Tout à coup, j'entendis des bruits. Ou plutôt ... Des pas. Oh non ! Maman. Si elle n'était pas aussi furieuse, je lui aurai bien dit que le fait de plisser son front lui donnerait des rides !
« - Jessica Vasseur ! Je peux savoir pourquoi le proviseur m'a appelé ?! Non ... Je sais très bien pourquoi ! Je crois que tu me dois quelques explications, cria-t-elle.
- je peux tout t'expliquer. Hier j'ai bien fait un tag sur la façade car je... je n'ai pas de raisons valables. Mais les autres fois, je te promets que ce n'est pas moi !
- Je n'en veux pas de tes promesses ! Ne t'ai-je donc pas appris à toujours dire la vérité ?
- C'est ce que je fais ! Et depuis combien de temps ne t'es-tu pas occupée de ma vie ? Tu ne sais même pas ce qu'il se passe dans ma tête ! Tu n'en a aucune idée ! Et je crois bien que tu t'en contrefiches !
- Oh ! Je n'arrive pas à croire ce que tu viens de dire ! Ne serais-tu pas en train d'insinuer que je suis une mauvaise mère ?!
- je ne préfère pas répondre à ta question !
- monte dans ta chambre ! Et je te préviens, tu es privée de sortie pendant 2 semaines !
- peu m'importe. De toute manière je ne sors plus depuis la mort d'Alexis !

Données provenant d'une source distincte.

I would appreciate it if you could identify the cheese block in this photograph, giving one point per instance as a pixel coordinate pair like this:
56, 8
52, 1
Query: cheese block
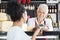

Je tressaillis rien que d'avoir prononcé son nom. Ma mère le remarqua et voulu me prendre dans ses bras pour se faire pardonner. Elle avait enfin remarqué
mon chagrin. Cependant, je la repoussais et montai dans ma chambre, furieuse, mais surtout triste. Depuis combien de temps n'avais-je pas souri ?
***
Le lendemain, mon réveil sonna. Je n'eus aucune envie de me lever. Ce que je ne fis pas d'ailleurs. Je me nichais sous les couvertures et essayais de me rendormir. Dans la journée, mes amis m'appelèrent mais je ne répondis pas. Certainement s'inquiétaient-ils, cela faisait plus d'une semaine que je les évitais. Ils devaient se faire du souci. Mais je n'avais aucune envie de leur parler. Je ne mangeais pas. Ni le midi, ni le soir. Je n'en avais pas la force, et la vie m'importait peu ces derniers jours.
***
- Jessica ! me cria ma mère, exaspérée. Je ne sais vraiment plus ce qu'il y a à faire avec toi. Cela fait deux semaines, où tu enchaines dégradations, insolence, et tu sèches sans arrêt les cours ! Et si tout cela ne suffisait pas, tu ne manges presque rien ! Regarde comment tu es devenue ! Tu es anorexique.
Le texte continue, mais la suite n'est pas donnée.